Sin embargo, tal multiplicación debe detenerse en cuanto se supera un umbral crítico de disfuncionalidad. Del mismo modo que un sistema económicamente absurdo sin precios de mercado está abocado al colapso —como demostró de forma reveladora Ludwig von Mises—, el mismo destino aguarda a un sistema plagado de absurdos relacionados con otros ámbitos importantes de la convivencia social, como el habla, la salud, la procreación y la formación de la identidad.
Por lo tanto, cuando se alcanza el umbral en cuestión, la hipertrófica y cada vez más farsesca «gran ficción» tiene que reducir voluntariamente su tamaño por un margen sustancial o —lo que es más probable dado el alcance actual de la captura de intereses especiales y la inercia institucional— desintegrarse violentamente bajo el peso de sus capas acumuladas de locura autodestructiva. En otras palabras, cuando la cantidad de irrealidad que vende el Estado de forma rutinaria se vuelve incompatible con la preservación de un mínimo de vida social sana, la realidad está obligada a reafirmarse sin piedad.

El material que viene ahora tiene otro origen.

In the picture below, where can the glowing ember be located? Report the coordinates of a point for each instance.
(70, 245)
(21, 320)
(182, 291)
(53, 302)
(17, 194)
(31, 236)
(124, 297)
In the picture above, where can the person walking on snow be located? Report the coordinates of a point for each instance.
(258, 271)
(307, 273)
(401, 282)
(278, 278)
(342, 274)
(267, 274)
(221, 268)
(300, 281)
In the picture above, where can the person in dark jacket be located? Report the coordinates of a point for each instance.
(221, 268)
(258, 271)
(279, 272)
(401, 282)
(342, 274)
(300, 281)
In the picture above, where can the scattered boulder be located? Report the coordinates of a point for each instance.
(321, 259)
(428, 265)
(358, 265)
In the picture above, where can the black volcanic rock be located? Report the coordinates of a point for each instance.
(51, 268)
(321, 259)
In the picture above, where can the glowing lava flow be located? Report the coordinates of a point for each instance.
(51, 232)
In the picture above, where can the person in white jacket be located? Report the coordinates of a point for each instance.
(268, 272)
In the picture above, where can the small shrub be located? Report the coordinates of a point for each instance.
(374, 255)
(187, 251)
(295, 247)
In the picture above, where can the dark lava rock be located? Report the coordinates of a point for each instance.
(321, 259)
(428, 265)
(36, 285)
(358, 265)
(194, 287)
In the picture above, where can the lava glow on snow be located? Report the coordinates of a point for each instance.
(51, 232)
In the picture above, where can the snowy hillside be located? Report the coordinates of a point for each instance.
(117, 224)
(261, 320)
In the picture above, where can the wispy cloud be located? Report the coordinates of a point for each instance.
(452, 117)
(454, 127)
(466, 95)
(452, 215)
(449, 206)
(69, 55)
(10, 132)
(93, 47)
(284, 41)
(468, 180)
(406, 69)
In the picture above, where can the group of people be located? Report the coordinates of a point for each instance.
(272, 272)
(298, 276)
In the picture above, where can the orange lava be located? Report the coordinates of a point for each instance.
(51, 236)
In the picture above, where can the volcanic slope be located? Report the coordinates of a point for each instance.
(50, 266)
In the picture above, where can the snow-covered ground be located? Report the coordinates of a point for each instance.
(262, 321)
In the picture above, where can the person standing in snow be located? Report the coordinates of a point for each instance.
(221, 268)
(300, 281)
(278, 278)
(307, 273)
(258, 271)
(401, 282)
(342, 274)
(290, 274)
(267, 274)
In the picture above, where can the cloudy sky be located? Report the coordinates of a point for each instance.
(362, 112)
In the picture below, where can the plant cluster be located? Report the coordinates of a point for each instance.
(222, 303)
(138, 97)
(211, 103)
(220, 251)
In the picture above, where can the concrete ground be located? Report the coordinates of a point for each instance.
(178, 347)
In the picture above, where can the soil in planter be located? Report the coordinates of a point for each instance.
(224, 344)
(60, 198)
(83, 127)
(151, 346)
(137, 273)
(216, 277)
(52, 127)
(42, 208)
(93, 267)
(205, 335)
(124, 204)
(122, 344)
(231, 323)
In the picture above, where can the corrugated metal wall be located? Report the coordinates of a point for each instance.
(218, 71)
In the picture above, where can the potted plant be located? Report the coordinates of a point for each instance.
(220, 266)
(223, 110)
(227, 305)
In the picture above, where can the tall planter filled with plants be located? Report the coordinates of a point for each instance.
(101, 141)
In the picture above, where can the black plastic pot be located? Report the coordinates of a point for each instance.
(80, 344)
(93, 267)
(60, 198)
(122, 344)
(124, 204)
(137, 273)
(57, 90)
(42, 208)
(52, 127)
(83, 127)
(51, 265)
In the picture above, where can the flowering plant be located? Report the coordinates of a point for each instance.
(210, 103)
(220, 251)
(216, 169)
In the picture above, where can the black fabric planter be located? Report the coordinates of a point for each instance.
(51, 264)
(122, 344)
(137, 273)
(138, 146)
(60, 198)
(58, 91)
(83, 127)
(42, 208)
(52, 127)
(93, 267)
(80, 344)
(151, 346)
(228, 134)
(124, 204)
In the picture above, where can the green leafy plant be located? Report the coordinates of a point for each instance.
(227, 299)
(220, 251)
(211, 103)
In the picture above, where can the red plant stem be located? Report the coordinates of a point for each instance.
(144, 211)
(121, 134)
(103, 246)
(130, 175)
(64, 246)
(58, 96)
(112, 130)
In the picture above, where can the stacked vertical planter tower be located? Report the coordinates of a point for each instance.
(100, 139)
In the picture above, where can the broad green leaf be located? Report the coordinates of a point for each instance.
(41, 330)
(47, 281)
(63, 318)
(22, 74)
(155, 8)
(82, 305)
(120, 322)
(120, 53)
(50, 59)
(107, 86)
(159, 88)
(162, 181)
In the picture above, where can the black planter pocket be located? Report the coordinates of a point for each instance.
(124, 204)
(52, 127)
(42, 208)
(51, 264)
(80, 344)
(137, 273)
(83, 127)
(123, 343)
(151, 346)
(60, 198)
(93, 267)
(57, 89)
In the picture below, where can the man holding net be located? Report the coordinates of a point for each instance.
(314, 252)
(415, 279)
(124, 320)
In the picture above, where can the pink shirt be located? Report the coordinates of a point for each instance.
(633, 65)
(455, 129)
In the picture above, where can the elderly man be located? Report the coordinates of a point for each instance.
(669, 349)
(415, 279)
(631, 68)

Si se da este último escenario, los individuos libres podrán recuperar el control sobre sus vidas, pertenencias, medios de vida y planes vitales. Sin embargo, para que estos individuos libres no cedan este control a algún mesías terrenal que prometa reconstruir una civilización mejor, nunca deben abandonar la sabiduría atemporal por los encantos de las ilusiones. Más concretamente, no sólo deben hacer un uso coherente de una teoría económica sólida y una filosofía social convincente —que enfaticen el papel cooperativo indispensable de la propiedad privada, los precios de mercado y el dinero sólido—, sino también rendir homenaje a las instituciones orgánicas que alimentan el alma humana, como la familia, la comunidad local, la tradición y la religión.
Al fin y al cabo, son precisamente estas instituciones las que el Estado intenta invariablemente desarraigar y sustituir en su búsqueda de la hegemonía política, económica y cultural. También son precisamente estas instituciones las que no sólo permiten a los individuos prosperar en términos comerciales sino, lo que quizá sea aún más importante, permanecer firmemente arraigados en la realidad de la vida social y la cooperación social, tanto íntima como extendida.
En conclusión, derrotar al estatismo exige reconocer su naturaleza no sólo como ideología del conflicto permanente, sino también como la fuerza motriz más potente de la irrealidad institucionalizada. En otras palabras, llevar a cabo esta tarea requiere darse cuenta de que la «gran ficción» en su forma plenamente desarrollada es igualmente ficticia en el ámbito de las soluciones que pretende ofrecer y en el ámbito de los problemas que pretende identificar. Tan pronto como esta comprensión se generalice lo suficiente entre las personas con mentalidad libertaria, sus esfuerzos se volverán realmente sólidos, significativamente inclusivos y sólidamente pragmáticos, algo que todos deberíamos acoger con satisfacción, dado el impacto que probablemente tendrá nuestra acción o inacción en esta última fase de la lucha.